An important feature of ODs and EDs is that there are various intentional behaviors of stakeholders [93]. Because practical benefits like worker’s compensation or accident and sickness benefits exist in most countries, cognitive malingering could be prevalent in a specific workplace or country. This also causes false-positive cases. On the other hand, for employers, concealing industrial accidents or occupational diseases is favorable for their profits. Therefore, they usually try to elucidate no relationship between a specific working environment and an OD. This is the same for most EDs [94]. For these ED cases, the citizen takes the role of workers, and the company or the government who is responsible for having made an environmental hazard acts in the role of employer.

In addition, some environmental illnesses do not have definitive diagnostic criteria, and this causes both false-negative and –positive misdiagnoses [71,72,73]. As the solution for Minamata disease [71], a quantitative score can be instituted for diagnosis. Discriminant values in principal component analysis or classic machine learning methods are good examples of calculating this score.

Risk of bias: case report and case series studies

This scoping review included 25 case report studies and 25 case series studies, among 79 total included studies. With case reports and case series that have no comparison group, one cannot conclude the magnitude or the frequency of a particular type of misdiagnosis [95]. However, these study types could provide an overall picture of misdiagnosis profile in OEM. This scoping review could be a foundation for future quantitative studies about particular types of misdiagnoses in OEM.
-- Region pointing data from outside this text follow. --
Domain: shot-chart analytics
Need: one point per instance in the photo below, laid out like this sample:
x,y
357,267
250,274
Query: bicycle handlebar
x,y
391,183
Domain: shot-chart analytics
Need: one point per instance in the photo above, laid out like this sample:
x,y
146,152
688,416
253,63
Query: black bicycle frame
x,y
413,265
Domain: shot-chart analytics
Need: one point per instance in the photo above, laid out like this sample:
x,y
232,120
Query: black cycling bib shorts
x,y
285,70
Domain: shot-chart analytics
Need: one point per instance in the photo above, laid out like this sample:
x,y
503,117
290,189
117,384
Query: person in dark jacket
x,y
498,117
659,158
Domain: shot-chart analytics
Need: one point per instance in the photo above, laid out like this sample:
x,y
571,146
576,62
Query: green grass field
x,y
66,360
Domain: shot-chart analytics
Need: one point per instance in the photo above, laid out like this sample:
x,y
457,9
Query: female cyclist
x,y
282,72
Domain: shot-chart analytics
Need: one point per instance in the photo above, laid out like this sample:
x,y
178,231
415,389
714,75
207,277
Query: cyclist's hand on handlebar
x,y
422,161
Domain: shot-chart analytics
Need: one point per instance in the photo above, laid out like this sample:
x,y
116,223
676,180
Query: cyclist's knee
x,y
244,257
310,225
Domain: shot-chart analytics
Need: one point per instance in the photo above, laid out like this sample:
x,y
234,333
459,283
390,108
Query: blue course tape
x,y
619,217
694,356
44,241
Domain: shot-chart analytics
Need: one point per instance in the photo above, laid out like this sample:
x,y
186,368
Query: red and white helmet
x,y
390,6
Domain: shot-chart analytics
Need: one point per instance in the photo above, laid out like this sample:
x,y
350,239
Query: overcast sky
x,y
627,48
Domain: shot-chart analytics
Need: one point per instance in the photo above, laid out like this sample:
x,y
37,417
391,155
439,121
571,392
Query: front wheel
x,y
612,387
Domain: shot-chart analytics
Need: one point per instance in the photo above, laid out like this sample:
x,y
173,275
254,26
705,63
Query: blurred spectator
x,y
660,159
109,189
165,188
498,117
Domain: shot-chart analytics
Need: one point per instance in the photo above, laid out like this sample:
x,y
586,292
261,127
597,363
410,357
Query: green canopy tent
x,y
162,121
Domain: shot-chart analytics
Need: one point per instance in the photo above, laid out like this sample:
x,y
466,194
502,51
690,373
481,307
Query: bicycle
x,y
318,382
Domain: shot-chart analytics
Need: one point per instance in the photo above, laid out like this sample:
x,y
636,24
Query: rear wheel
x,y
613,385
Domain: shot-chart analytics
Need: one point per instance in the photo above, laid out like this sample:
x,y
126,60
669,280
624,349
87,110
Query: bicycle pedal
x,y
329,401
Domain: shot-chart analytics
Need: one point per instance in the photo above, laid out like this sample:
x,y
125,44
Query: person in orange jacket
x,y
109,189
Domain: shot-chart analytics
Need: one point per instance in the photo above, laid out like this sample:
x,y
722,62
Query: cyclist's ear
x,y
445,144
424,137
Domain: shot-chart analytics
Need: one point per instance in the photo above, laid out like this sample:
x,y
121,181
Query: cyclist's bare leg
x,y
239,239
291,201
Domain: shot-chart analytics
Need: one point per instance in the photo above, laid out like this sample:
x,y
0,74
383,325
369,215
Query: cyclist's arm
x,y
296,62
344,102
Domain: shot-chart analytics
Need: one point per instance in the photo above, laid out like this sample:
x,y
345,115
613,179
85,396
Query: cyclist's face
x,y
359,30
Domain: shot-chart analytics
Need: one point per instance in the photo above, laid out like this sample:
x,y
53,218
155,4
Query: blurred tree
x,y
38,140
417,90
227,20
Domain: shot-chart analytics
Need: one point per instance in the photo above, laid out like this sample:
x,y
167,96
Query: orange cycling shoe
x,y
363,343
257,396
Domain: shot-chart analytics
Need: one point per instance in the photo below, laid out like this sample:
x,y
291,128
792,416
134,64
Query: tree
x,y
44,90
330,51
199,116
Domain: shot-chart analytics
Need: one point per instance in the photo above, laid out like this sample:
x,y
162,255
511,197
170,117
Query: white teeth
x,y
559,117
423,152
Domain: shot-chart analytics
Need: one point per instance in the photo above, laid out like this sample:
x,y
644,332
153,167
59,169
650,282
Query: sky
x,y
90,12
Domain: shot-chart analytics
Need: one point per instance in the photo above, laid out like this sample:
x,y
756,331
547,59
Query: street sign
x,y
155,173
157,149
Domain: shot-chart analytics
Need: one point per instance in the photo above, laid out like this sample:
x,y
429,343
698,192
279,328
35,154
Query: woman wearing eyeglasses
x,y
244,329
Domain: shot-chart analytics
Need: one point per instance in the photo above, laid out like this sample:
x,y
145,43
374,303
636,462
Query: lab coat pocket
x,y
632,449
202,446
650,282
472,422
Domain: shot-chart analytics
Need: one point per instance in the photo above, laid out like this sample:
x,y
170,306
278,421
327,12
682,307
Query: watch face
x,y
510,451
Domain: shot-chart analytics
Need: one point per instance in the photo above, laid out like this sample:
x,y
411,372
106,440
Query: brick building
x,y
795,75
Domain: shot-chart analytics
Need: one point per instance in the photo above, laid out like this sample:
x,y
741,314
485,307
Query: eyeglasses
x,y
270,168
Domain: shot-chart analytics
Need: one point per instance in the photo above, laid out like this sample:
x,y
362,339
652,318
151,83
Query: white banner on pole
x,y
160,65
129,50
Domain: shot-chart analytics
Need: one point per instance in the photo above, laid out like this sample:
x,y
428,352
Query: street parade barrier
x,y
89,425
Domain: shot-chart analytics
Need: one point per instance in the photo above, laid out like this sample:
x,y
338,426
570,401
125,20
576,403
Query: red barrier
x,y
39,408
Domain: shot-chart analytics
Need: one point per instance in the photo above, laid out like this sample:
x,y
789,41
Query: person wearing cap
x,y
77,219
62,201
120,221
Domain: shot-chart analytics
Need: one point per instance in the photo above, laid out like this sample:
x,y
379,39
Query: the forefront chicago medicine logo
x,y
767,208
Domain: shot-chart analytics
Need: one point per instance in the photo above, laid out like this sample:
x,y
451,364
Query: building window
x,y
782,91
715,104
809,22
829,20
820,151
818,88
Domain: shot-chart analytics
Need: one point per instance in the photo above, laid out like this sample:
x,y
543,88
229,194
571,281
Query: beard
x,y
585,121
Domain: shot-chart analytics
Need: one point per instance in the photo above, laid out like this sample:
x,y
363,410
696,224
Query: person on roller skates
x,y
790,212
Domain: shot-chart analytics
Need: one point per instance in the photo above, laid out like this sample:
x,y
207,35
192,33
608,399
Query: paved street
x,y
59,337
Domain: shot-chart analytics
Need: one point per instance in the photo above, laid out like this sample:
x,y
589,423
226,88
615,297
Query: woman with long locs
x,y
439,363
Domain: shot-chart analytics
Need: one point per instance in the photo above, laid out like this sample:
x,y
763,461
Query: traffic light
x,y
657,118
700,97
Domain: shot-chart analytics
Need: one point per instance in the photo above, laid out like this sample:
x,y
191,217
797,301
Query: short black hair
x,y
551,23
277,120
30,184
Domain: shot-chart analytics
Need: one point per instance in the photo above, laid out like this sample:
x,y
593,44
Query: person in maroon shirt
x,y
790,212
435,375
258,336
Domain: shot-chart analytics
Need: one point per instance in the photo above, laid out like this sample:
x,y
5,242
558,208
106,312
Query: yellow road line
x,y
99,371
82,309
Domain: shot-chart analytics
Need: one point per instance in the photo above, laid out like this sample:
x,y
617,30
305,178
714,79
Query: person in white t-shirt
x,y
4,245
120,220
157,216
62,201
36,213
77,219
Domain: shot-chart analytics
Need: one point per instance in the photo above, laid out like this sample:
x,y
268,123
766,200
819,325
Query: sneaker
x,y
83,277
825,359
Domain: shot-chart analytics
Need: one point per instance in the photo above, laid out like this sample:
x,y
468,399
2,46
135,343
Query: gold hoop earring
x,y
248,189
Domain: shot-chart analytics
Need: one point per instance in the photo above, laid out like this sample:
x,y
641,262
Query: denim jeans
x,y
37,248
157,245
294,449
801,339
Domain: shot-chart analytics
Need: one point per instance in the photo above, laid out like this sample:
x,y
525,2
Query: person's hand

Other limitations of this study

Several limitations exist in this scoping review. First, this study only included published misdiagnosis cases. Therefore, there will be some degree of publication bias in reported misdiagnosis cases. In particular, misdiagnoses with significant consequences for the treating physician might not be reported in the literature. In addition, considering the aforementioned confusion between the probability of causation and relative risk, acknowledged OD or ED might represent only a small percentage of overall true OD or EDs. Of the 3 categories of misdiagnosis aforementioned, only the first and second categories would have been reported in the literature. The third ‘missed diagnosis’ category should receive greater scrutiny in future research.

Second, there would be numerous misdiagnosis cases that were not revealed because of dynamics in workplaces or intentional behaviors of employers or employees. Sometimes, the government of a country is unfavorable to OD or EDs for economic growth (particularly developing countries). In this culture, the diagnosis of an OD or ED cannot be properly made.

Conclusion

In this scoping review, we surveyed the distribution of misdiagnosis articles through each medical specialty, false-negative or –positive, and each diagnostic step of OEM. In the discussion, several related concepts are discussed. In OEM, in contrast to general medicine, causal misdiagnosis associated with the probability of causation is also important. For making a diagnosis in OEM, a knowledge base about possible ODs and EDs is essential. Because of this reason, the education and training of treating physicians for common ODs and EDs are important. For ODs and EDs, various intentional behaviors of stakeholders should be considered. This scoping review might contribute to the improvement of understanding misdiagnosis in OEM.